Sept. 14: American trawler Alex Marie; cited in port at Trepassey for directed fishing for white hake on the tail of the Grand Banks. The fish was only to be taken as a by catch.
July 21st: American trawler Titan, cited in Louisbourg, N.S. for inaccurate storage plans.
July 7th: Spanish trawler Ana Gandon, boarded at sea on the Flemish Cap and cited for improper storage of redfish.
June 15th: Portuguese trawler Calvao, boarded on the tail of the Grand Banks and cited for misreporting redfish catches.
May 22nd: Spanish trawler Puente Sabaris, boarded on the Flemish Cap, and issued two citations for misreporting redfish catches.
The North Atlantic Fisheries Organization (NAFO) monitors fishing on the high seas outside’s Canada’s territorial limit, but is generally seen as toothless/useless, unable to enforce the quotas it sets. The owners/skippers of foreign trawlers cited for illegal fishing are not charged in Canadian courts. Rather, under NAFO rules it’s up to the vessel’s home country to follow through with penalties/prosecution. Ottawa has consistently refused to reveal what punishment has been imposed on foreign trawlers, saying the release of such information would be damaging to international relations.

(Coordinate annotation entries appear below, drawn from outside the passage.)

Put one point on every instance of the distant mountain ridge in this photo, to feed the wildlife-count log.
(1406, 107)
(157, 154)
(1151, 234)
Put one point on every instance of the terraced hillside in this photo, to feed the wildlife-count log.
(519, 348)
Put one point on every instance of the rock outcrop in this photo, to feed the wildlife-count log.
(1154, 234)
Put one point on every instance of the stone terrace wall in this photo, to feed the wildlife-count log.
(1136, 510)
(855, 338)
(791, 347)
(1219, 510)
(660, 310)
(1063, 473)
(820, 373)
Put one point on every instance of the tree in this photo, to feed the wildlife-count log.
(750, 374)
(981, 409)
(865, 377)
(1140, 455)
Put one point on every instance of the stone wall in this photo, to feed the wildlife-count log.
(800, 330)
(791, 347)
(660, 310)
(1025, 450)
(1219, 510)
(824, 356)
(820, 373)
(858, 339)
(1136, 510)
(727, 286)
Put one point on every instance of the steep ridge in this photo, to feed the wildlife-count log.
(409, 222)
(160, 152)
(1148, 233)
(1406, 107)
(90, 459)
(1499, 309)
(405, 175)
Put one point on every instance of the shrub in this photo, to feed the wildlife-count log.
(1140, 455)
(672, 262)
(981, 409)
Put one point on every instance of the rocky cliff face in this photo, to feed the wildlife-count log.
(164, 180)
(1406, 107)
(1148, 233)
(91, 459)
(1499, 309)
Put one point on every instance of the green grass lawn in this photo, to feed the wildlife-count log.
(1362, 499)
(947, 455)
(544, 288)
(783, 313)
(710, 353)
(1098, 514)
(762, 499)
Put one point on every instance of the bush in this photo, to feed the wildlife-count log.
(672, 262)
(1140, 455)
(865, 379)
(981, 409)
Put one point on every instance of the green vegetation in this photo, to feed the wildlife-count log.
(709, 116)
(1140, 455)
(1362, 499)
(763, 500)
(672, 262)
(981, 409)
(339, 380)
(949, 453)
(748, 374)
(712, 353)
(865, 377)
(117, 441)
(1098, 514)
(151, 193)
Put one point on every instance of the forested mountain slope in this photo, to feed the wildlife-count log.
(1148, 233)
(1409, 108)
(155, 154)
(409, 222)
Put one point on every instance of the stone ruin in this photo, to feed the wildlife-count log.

DFO has a website that updates information on foreign trawlers cited for illegal fishing in NAFO waters, but — until this past week — the site hadn’t been updated since last March.
Canada’s commissionerers to NAFO include Bruce Chapman, executive director of the Canadian Association of Prawn Producers, and Gerard Chidley, a fisherman from Renews. The two commissioner jobs — along with the head of delegation position, which is currently held by France Pegeot, the senior assistant deputy minister of Fisheries and Oceans (DFO) — are essentially Canada's “voice” at the table of NAFO.